Die Welt mit der satirischen Brille betrachten – das macht Sebastian Hotz, der als El Hotzo mit seinen humorvollen und satirischen Social-Media-Beiträgen große Bekanntheit erlangt hat. Ein Post zum Attentat auf den damaligen Präsidentschaftskandidaten Donald Trump bescherte ihm eine Anklage, vor Gericht wurde er allerdings freigesprochen.

Auf die Lesung in der Pfalz habe er sich schon sehr gefreut, berichtet Hotz, in dessen Freundeskreis sich ein paar Pfälzer und somit Fans des 1. FC Kaiserslautern befinden. Eine Mitteilung, die bei einigen Besuchern direkt auf Zustimmung stößt. „Mit dem FCK kriegt man die Leute“, kommentiert Hotz die begeisterten Jubelrufe, die er gekonnt zu wiederholen weiß, indem er sich „als einer von euch“ outet. Er passe sich stets dem Dialekt der Region an, in der er gerade auftrete. Doch mittlerweile habe das Pfälzische „Ajo“ sein fränkisches „Freilich“ im Alltag verdrängt.

Ehrlicher Einblick in Gerichtsverhandlung

Er macht keinen Hehl aus seiner „zweifelhaften Berühmtheit“, die er durch seinen Prozess im vergangenen Jahr erlangt hat. „Mir ist schon die Düse gegangen“, berichtet Hotz auch über die Angst, die diese Zeit begleitete. So habe er sich beim Anzugkauf etwa nicht getraut, nach einer Beratung zu fragen, weshalb der Anzug auch überhaupt nicht gut gepasst habe. Nach Prozessende sei er sogar von der Presse gefragt worden, ob der zu große Anzug satirisch gemeint war.

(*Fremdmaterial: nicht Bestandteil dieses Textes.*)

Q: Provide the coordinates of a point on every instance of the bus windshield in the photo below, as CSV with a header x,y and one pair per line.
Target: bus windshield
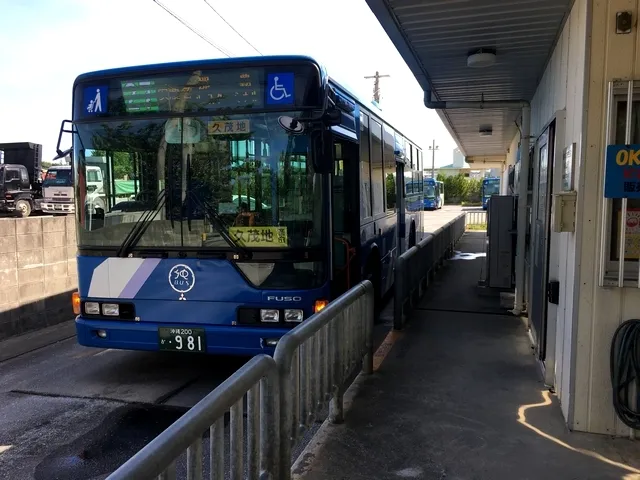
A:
x,y
205,179
430,191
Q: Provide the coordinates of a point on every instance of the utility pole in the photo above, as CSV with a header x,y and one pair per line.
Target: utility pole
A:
x,y
433,147
376,85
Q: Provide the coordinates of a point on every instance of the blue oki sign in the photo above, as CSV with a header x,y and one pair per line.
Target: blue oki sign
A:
x,y
622,171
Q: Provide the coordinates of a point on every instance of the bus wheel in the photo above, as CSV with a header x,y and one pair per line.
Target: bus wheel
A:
x,y
23,208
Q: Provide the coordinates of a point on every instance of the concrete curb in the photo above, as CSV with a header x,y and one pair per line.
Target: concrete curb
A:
x,y
305,460
16,346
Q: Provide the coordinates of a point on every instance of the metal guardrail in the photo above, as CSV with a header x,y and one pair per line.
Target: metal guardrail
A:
x,y
311,366
257,379
475,218
315,360
416,267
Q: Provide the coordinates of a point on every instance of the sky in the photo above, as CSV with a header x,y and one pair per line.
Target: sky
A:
x,y
46,44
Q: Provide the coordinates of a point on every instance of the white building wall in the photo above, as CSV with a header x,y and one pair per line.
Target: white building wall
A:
x,y
560,96
600,310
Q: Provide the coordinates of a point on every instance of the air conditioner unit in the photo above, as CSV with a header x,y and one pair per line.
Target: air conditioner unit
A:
x,y
501,228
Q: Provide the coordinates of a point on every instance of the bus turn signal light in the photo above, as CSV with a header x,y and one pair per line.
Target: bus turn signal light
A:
x,y
75,301
320,304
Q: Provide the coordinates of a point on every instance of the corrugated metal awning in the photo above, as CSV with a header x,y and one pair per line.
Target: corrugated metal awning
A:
x,y
435,38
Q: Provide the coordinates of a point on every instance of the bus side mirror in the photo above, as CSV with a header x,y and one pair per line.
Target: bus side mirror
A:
x,y
323,153
323,158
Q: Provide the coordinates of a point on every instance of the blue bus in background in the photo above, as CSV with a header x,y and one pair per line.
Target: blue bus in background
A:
x,y
227,241
433,194
490,186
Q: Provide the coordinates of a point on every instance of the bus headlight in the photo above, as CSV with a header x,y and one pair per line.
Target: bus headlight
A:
x,y
92,308
110,310
269,316
293,316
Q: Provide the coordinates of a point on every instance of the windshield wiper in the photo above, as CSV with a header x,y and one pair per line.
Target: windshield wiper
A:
x,y
136,232
219,225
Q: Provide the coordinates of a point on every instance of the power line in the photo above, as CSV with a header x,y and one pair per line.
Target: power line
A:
x,y
376,85
231,26
194,30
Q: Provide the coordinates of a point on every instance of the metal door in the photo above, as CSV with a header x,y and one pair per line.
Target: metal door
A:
x,y
541,234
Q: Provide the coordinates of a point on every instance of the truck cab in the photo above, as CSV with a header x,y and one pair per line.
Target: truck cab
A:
x,y
57,190
20,184
16,194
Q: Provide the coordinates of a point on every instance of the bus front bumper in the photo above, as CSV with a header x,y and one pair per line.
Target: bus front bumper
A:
x,y
219,339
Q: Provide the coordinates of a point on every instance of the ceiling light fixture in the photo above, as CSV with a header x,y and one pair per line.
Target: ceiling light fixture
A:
x,y
482,57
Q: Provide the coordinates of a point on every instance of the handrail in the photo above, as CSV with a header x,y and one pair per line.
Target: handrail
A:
x,y
258,380
316,358
415,267
312,364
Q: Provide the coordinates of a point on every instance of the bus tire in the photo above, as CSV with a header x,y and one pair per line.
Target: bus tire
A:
x,y
23,208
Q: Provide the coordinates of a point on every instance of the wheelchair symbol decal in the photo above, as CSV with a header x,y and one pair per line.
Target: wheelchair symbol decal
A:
x,y
280,89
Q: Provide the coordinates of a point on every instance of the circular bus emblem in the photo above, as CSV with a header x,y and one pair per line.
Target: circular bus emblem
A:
x,y
181,279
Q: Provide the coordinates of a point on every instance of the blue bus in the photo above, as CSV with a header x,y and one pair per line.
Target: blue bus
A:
x,y
263,190
433,194
490,186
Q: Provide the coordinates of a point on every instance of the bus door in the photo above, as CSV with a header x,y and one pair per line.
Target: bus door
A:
x,y
345,215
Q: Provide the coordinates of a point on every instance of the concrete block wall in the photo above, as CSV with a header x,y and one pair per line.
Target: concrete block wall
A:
x,y
37,273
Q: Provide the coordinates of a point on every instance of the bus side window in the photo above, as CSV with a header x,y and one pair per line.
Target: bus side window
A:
x,y
365,166
377,182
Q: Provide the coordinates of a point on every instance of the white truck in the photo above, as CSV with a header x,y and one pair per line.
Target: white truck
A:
x,y
58,189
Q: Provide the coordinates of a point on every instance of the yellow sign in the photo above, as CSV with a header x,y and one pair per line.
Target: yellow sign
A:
x,y
274,237
229,127
632,234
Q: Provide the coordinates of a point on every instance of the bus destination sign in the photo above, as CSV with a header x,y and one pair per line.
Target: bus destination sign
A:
x,y
200,91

Was Satire darf und was nicht, ist ein zentraler Punkt seines Vortrags. Eine Anspielung auf seinen Gerichtsprozess liefert er mit einer Pappfigur von Donald Trump, auf die eine Zuschauerin mit einer Plastikwaffe, die er ihr zuvor gegeben hatte, schießen darf. „Wenn man Witze schreibt, betrachtet man die Welt sehr schnell zynisch“, berichtet Hotz, dem es dadurch schwergefallen sei, Freude in kleinen Dingen zu sehen. Aus diesem Grund habe er sich vorgenommen, ab sofort weniger zynische Betrachtungen vorzunehmen, er wolle nicht ständig „die nächste Pointe jagen“. Seine neue Betrachtungsweise habe ihm beim Freundschaftsspiel von Frankfurt gegen Bergamo zu folgender Erkenntnis gebracht: „Fußballfans sind sehr niedlich.“ Immerhin würden hartgesottene Männer zur gegenseitigen Bekundung ihrer Freundschaft für eine Choreo im Stadion füreinander basteln, was einfach niedlich sei. Vielleicht schaffe er es dank der neuen Sicht auf die Welt auch, „eines Tages ein gutes Gespräch mit einem Rennradfahrer zu führen“.

Ohne Ironie geht’s nicht

So ganz ohne Ironie kann Hotz, der unter anderem für Jan Böhmermanns „ZDF Magazin Royale“ als Gagautor tätig war, einfach nicht. Sein zweiter Roman „Sidekick“ gleicht einer Mediensatire, in der Ähnlichkeiten zu bekannten Personen natürlich rein zufällig sind. Darin blickt Boris als Sidekick seines Chefs auf eine wenig ruhmreiche Karriere als unterlegener Sparringspartner und Trottel vom Dienst zurück – und Hotz hält anhand dessen Lebenslauf der Gesellschaft und den Medien den Spiegel vor. „Wer austeilt, muss auch einstecken können – ich kann beides ganz gut“, sagt Hotz, der sich bewusst ist, dass auch er Gags produziert hat, die andere „vorführen“, und sein Humor nicht bei allen auf Gegenliebe stößt. Er könne sich auch sehr gut vorstellen, sein Alter Ego „El Hotzo“ irgendwann „hinter mir zu lassen. Ein ehrliches Handwerk würde mir gut stehen“, so Hotz. Inwieweit dies ernst gemeint ist, bleibt abzuwarten, denn der satirisch veranlagte Sebastian Hotz kam beim Neustadter Publikum jedenfalls bestens an.